La République de Djibouti a réaffirmé, lundi au Palais du Peuple, sa détermination à poursuivre sa politique de protection des réfugiés malgré un contexte marqué par une diminution préoccupante des financements humanitaires internationaux. Cette question était au cœur de la réunion élargie du Comité du Cadre d’action global pour les réfugiés (CRRF), organisée par l’Office national d’assistance aux réfugiés et sinistrés (ONARS), en partenariat avec le Haut-Commissariat des Nations Unies pour les réfugiés (HCR).

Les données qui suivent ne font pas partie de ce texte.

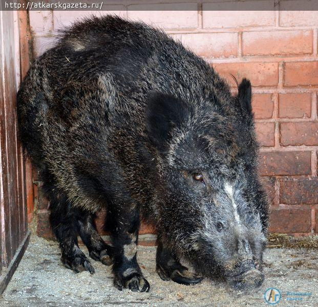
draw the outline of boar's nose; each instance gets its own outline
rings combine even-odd
[[[251,258],[253,255],[252,249],[247,240],[241,239],[238,242],[238,252],[241,258]]]
[[[262,272],[252,268],[236,276],[227,279],[230,286],[235,289],[242,290],[260,287],[265,277]]]
[[[240,265],[240,274],[243,274],[250,270],[255,269],[254,260],[248,259],[242,261]]]

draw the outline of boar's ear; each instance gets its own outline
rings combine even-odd
[[[156,93],[149,97],[146,108],[148,135],[160,151],[164,151],[171,138],[172,130],[180,127],[186,118],[187,106],[172,96]]]
[[[238,87],[238,98],[241,107],[248,114],[251,115],[252,87],[249,80],[244,78],[239,85]]]

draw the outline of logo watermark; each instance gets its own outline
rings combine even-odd
[[[286,300],[302,301],[304,299],[304,297],[311,296],[312,293],[311,292],[291,292],[288,291],[286,295],[287,297]]]
[[[264,294],[265,301],[270,305],[275,305],[281,300],[281,292],[274,288],[268,288]]]
[[[302,301],[305,297],[310,297],[312,295],[311,292],[293,292],[287,291],[286,294],[287,301]],[[282,298],[281,291],[275,288],[268,288],[264,294],[264,299],[266,303],[270,305],[275,305],[279,303]]]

Présidée par le Secrétaire général du ministère de l’Intérieur, la rencontre a réuni les ambassadeurs et membres du corps diplomatique, la représentante du HCR, le représentant du Programme alimentaire mondial (PAM), le préfet de la ville de Djibouti, les secrétaires généraux des ministères, les représentants des institutions nationales ainsi que les partenaires techniques et financiers.

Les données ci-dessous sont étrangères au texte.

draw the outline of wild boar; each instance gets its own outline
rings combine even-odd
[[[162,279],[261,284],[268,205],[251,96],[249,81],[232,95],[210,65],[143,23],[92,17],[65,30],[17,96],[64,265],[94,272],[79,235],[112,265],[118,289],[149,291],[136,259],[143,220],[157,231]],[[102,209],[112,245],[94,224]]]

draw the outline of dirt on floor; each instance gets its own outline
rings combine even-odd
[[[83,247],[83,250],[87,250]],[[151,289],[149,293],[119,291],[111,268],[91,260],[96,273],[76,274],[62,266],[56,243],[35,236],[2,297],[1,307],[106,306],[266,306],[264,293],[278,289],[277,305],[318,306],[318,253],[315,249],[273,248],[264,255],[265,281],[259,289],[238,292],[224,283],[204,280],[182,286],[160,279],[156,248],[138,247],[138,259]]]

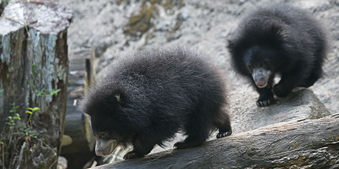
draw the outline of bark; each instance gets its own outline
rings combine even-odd
[[[2,167],[56,166],[66,111],[67,29],[71,16],[69,10],[55,3],[12,1],[0,18]],[[16,112],[11,111],[12,103],[20,105]],[[33,112],[30,120],[25,112],[34,107],[41,110]],[[8,118],[15,113],[20,119]],[[9,129],[6,122],[15,125]]]
[[[94,168],[338,168],[339,114],[295,120]]]
[[[84,86],[86,88],[88,83],[93,80],[95,72],[92,66],[95,57],[93,50],[82,50],[69,55],[69,69],[71,73],[68,78],[67,112],[61,155],[68,160],[68,166],[70,168],[85,165],[95,155],[93,151],[96,139],[90,124],[82,112],[74,105],[83,94]]]

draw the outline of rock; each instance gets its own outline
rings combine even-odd
[[[277,103],[267,107],[256,105],[259,95],[253,90],[232,93],[230,112],[233,133],[298,119],[315,119],[331,114],[309,89],[296,89],[286,98],[276,98]]]

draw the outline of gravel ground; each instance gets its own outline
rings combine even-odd
[[[105,66],[117,55],[146,45],[188,46],[220,65],[228,77],[231,106],[246,100],[243,99],[246,95],[236,93],[257,97],[249,84],[233,72],[225,48],[227,39],[232,36],[242,16],[263,4],[284,3],[304,9],[324,25],[330,45],[324,66],[326,75],[310,89],[331,113],[339,113],[339,1],[59,1],[74,11],[68,30],[70,58],[77,57],[79,50],[94,47],[100,75],[105,73]],[[243,104],[255,106],[255,101]]]

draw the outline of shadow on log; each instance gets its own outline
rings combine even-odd
[[[338,124],[339,114],[280,122],[93,168],[338,168]]]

Cette réunion intervient à un moment où la contraction des financements internationaux menace les programmes humanitaires déployés en faveur des réfugiés et des communautés d’accueil. Les participants ont ainsi dressé un état des lieux des conséquences de cette crise budgétaire sur plusieurs secteurs essentiels, notamment la sécurité alimentaire, la santé, l’éducation, l’accès à l’eau et à l’assainissement, la protection sociale, les services communautaires ainsi que la délivrance des documents administratifs aux réfugiés.

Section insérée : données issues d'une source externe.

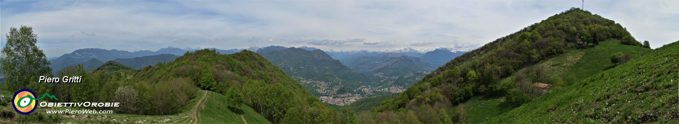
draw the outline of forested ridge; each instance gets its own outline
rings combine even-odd
[[[613,20],[572,8],[456,58],[394,99],[385,100],[373,115],[361,115],[371,117],[359,118],[367,123],[457,121],[454,117],[460,116],[461,112],[452,110],[452,107],[481,95],[506,96],[503,104],[520,106],[535,96],[521,87],[519,82],[522,81],[500,80],[542,60],[569,50],[595,47],[600,41],[609,39],[619,39],[623,45],[642,46]],[[586,45],[576,43],[579,39]],[[527,72],[528,81],[554,85],[564,80],[559,76],[542,77],[531,73],[534,71]]]
[[[81,65],[71,66],[55,76],[73,75],[82,75],[82,83],[42,83],[39,86],[41,88],[31,89],[58,96],[60,100],[54,102],[120,102],[121,106],[113,110],[115,113],[145,115],[177,114],[185,110],[182,108],[202,89],[225,95],[230,100],[223,102],[234,112],[240,111],[239,104],[244,104],[274,123],[340,121],[336,110],[329,108],[263,57],[247,50],[228,55],[213,49],[197,50],[141,70],[114,61],[89,73]],[[54,119],[56,121],[39,122],[58,122],[58,118]]]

Depuis la création de l’ONARS en février 1978, la République de Djibouti s’est imposée comme une terre d’accueil pour les personnes contraintes de fuir les conflits, les violences et les persécutions.
Fidèle à ses valeurs de solidarité et d’hospitalité, le pays accueille aujourd’hui près de 35 000 réfugiés et demandeurs d’asile, représentant environ 3,5 % de sa population. À cela s’ajoute l’assistance apportée chaque année à plus de 500 000 migrants vulnérables transitant par le territoire national, illustrant l’ampleur de l’engagement humanitaire djiboutien dans une région confrontée à des crises récurrentes.
Préserver les acquis du CRRF
Les échanges ont également permis de faire le point sur les initiatives entreprises par le Gouvernement et ses partenaires afin de mobiliser de nouvelles ressources financières pour préserver les acquis du Cadre d’action global pour les réfugiés. Une présentation du Secrétaire exécutif adjoint de l’ONARS, Houssein Mohamed Chardi, a mis en lumière les répercussions de la suspension de plusieurs financements internationaux sur les conditions de vie des réfugiés et des communautés hôtes.
Les participants ont également examiné le cadre juridique national de protection des réfugiés ainsi que les mécanismes du CRRF, qui reposent sur quatre objectifs majeurs : alléger la pression exercée sur les pays d’accueil, renforcer l’autonomie des réfugiés, promouvoir des solutions durables et créer les conditions d’un retour volontaire, sûr et digne lorsque les circonstances le permettent.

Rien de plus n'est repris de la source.